In those years of high inflation, office and industrial rents and property values were going up. Many tenants and occupiers of space wanted to own to put a lid on their rising rents and as a hedge against inflation. With this buyer interest, developers responded by building office and industrial parks of multiple small buildings that were available for purchase. So, I think we will see the demand for ownership again. 

Why is real estate considered a hedge against inflation? It is based on the buying power of the dollar and how inflation reduces that buying power. In effect, the dollars in the future become cheaper or worth less. When you finance the purchase of real estate with a set interest rate, the dollars you borrowed are more valuable than the dollars you are paying back the loan with. And inflation tends to drive up the prices for commercial real estate. So, there are two factors hedging against inflation. 

What mistakes were made during that last period of hyperinflation? Some tenant occupiers thought that all real estate was a great investment when they could occupy the building and run their business in it. They forgot that for real estate, it’s “location, location, location.” And in the rush to own they bought in areas that were not well located. Another mistake was buying during the feeding frenzy and overpaying in the belief that the value of the real estate would always go up. The trouble was the super high prime rate threw the economy into a recession. Property values do not go up in recessions. 

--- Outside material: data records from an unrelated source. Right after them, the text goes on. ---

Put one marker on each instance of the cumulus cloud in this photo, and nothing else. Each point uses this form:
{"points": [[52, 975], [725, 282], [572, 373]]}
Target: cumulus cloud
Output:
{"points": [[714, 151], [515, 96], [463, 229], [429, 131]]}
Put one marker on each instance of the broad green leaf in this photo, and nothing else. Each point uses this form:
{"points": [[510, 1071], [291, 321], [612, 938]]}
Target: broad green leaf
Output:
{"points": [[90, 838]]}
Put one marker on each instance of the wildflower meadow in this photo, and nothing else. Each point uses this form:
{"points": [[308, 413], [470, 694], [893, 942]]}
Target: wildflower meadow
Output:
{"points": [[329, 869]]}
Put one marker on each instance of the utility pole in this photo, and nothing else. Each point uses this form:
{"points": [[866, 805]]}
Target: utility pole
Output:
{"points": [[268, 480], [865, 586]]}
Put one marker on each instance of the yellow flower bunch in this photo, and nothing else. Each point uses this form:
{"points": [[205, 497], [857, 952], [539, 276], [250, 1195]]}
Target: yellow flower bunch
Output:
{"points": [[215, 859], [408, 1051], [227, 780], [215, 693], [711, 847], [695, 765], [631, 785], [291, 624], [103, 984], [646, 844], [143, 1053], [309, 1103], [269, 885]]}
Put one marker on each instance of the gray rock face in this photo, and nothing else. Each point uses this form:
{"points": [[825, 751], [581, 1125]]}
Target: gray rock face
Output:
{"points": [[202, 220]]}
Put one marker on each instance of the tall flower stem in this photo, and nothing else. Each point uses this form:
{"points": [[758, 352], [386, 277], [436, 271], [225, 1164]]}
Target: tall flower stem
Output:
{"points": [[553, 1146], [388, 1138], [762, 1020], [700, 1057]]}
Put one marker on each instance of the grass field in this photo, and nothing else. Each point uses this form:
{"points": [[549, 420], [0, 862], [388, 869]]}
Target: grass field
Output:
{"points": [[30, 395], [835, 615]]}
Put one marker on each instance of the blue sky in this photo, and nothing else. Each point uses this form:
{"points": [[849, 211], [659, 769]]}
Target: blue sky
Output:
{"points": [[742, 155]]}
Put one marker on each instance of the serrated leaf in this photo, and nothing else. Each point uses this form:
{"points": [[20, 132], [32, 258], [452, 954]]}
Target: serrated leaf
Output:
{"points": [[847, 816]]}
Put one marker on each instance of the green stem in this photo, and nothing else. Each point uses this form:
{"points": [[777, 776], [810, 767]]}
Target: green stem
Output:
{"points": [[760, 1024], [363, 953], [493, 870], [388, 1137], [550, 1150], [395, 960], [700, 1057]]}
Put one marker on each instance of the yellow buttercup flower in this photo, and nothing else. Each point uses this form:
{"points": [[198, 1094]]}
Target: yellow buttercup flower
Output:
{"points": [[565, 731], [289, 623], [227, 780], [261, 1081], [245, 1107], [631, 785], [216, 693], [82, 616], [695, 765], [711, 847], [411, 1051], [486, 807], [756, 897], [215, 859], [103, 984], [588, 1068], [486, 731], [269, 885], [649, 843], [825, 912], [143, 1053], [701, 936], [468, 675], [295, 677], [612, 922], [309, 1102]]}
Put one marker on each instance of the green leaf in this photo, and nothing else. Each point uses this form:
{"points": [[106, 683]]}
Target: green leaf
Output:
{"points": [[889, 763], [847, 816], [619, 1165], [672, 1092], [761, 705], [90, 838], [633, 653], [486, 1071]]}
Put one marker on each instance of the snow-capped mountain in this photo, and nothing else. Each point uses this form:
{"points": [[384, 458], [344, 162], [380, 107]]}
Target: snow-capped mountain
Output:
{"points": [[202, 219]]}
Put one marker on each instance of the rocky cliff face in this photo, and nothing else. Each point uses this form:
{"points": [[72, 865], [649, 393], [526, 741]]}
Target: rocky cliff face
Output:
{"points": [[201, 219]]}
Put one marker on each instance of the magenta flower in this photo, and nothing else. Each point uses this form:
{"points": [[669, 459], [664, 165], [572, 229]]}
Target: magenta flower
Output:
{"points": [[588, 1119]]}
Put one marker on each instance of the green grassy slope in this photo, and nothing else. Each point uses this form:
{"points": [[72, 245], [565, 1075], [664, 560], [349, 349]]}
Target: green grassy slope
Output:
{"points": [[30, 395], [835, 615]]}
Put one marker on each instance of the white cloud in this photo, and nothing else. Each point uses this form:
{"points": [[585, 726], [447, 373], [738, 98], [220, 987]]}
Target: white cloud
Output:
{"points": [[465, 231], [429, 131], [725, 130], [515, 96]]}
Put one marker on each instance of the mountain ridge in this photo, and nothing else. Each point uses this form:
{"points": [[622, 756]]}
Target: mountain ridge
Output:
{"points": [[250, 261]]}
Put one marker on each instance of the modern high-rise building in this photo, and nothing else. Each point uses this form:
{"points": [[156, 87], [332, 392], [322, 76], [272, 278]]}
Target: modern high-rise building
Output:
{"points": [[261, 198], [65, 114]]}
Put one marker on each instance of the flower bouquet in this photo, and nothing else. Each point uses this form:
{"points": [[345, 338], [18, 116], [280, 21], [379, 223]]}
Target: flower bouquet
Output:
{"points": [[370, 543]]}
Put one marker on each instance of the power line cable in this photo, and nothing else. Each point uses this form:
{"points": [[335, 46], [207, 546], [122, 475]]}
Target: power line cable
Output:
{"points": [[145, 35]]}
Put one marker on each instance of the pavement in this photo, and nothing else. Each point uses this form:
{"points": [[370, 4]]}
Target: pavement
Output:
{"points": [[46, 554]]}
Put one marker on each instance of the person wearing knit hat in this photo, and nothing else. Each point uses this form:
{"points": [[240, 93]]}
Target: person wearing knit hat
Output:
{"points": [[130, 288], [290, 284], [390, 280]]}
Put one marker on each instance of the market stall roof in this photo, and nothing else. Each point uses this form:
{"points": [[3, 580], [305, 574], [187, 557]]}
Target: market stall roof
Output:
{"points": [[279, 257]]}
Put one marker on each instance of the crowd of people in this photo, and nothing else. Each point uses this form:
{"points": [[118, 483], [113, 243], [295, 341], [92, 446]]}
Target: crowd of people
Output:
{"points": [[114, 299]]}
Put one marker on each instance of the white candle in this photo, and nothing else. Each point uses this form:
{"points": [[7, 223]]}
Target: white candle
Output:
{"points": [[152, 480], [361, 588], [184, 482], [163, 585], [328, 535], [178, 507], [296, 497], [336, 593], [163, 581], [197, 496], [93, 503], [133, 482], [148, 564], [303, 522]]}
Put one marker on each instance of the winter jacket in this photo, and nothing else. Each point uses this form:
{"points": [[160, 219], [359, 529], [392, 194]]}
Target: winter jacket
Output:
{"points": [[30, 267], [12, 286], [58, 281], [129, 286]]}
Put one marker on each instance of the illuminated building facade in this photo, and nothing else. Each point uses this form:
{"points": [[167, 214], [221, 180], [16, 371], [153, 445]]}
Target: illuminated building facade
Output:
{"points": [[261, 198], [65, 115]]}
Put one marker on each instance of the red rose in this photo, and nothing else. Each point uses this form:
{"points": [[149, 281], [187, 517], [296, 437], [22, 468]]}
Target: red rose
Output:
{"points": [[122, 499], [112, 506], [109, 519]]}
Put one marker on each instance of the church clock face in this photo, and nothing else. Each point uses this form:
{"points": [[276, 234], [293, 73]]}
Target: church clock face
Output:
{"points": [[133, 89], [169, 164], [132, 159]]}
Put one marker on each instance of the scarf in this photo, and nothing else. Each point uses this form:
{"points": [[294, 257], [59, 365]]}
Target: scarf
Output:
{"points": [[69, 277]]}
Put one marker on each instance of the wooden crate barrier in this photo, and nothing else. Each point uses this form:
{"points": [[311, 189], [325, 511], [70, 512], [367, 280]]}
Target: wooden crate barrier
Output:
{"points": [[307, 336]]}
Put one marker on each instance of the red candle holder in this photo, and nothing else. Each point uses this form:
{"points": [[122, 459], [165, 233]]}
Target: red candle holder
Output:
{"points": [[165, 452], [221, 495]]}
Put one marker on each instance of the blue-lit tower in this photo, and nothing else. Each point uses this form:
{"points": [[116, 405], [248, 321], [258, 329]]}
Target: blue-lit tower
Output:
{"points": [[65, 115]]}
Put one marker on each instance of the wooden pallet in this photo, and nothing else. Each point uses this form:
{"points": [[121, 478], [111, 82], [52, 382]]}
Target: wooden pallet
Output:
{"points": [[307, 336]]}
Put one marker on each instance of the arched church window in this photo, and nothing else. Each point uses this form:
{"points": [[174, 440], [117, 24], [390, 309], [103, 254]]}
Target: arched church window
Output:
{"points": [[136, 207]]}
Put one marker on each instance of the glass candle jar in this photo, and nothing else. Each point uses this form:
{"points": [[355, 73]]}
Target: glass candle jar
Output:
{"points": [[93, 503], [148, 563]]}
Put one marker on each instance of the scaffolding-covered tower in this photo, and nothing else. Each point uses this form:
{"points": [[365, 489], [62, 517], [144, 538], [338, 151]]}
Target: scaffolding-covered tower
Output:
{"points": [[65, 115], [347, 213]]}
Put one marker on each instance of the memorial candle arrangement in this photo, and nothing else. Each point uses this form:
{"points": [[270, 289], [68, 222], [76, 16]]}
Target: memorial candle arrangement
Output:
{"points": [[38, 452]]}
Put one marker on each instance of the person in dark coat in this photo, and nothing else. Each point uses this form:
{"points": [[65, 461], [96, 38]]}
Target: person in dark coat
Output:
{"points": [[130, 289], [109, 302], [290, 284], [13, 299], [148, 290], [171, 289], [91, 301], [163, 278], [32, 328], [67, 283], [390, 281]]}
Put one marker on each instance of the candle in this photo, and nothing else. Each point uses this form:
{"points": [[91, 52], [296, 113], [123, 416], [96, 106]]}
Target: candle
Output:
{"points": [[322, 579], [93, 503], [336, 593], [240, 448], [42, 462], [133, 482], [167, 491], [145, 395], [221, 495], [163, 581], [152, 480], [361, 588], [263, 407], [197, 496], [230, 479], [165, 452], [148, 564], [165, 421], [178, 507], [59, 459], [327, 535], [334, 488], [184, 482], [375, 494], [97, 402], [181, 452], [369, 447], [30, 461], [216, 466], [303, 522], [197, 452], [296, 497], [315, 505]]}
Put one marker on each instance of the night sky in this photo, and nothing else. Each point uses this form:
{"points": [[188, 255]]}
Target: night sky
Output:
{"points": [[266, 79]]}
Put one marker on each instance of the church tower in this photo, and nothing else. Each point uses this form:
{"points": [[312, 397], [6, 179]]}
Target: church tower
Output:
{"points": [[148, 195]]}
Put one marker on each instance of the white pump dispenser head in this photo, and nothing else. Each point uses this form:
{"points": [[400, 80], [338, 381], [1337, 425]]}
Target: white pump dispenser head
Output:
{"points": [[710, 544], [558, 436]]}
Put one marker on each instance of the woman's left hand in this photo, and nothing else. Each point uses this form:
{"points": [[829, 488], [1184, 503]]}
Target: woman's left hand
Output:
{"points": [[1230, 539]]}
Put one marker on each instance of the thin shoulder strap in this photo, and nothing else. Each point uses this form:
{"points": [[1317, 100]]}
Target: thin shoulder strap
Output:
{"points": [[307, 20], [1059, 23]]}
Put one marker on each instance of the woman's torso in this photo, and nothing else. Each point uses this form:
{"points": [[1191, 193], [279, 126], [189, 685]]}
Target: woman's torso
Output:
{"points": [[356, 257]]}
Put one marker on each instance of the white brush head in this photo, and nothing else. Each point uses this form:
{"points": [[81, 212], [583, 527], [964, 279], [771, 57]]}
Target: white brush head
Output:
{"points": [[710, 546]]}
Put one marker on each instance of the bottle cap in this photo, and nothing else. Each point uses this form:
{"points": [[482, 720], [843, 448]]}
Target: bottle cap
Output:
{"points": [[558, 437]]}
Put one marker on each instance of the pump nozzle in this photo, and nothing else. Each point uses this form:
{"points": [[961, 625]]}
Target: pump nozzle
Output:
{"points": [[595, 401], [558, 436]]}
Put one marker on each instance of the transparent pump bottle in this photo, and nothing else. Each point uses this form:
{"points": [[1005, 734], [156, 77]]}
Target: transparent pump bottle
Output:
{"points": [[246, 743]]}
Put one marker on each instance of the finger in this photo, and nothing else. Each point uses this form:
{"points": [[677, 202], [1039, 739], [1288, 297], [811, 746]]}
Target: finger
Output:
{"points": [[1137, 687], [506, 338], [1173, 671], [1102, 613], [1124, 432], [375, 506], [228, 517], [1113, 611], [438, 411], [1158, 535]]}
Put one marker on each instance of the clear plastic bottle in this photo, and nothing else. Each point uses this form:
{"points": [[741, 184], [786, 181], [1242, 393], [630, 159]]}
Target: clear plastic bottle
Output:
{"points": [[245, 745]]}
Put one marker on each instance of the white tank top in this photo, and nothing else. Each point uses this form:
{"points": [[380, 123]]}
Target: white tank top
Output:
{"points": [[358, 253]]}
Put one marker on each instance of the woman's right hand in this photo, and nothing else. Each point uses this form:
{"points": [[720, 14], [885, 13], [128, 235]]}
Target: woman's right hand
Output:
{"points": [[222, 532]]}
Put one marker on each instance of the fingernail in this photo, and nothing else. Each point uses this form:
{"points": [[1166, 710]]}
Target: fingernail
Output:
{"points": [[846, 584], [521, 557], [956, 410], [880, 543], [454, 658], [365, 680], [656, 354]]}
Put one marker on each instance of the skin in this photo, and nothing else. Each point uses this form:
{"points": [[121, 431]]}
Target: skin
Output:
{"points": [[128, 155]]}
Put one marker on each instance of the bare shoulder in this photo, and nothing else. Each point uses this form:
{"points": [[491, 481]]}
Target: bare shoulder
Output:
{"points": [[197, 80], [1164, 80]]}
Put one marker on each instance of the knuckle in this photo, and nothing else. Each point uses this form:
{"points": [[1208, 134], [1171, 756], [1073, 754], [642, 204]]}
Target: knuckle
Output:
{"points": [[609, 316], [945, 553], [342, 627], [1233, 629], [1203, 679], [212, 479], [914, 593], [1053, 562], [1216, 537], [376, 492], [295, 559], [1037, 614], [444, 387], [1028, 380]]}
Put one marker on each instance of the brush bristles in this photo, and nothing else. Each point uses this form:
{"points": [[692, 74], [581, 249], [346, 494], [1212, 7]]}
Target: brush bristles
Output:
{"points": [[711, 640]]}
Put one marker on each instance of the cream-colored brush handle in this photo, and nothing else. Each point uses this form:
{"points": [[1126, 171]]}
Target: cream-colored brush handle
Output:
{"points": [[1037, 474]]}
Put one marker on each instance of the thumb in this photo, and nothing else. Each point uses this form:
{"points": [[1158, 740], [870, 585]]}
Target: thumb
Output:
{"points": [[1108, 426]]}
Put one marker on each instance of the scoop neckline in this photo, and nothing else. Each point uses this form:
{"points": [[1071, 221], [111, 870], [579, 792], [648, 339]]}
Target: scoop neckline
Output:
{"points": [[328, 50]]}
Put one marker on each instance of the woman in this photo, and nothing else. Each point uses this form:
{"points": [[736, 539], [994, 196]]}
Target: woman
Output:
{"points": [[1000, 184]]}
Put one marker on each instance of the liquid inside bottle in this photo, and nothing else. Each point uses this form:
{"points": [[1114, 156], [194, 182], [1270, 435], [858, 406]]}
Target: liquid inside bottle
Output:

Another big mistake made was designing the building to specifically meet “their needs.” Why not? It is your building, right? Nobody, especially the developers who sold them the buildings, told them that to get the highest possible price when you decide to sell, the building needs to have the widest possible appeal or utility. An office or industrial building built as “spec” is a different animal than one built custom for one user/owner. A lot of people got stuck with buildings they couldn’t sell for the price they had expected or hoped for. 

If you decide to try to invest in our local commercial property sector, do your homework; consider those past mistakes and don’t repeat them. It’s always a smart move to have a very experienced commercial real estate broker acting as your advisor to supply up-to-date market information: available options, new projected construction and what properties are trading for. 

— Bill Beck is the founding principal of Tenant Realty Advisors.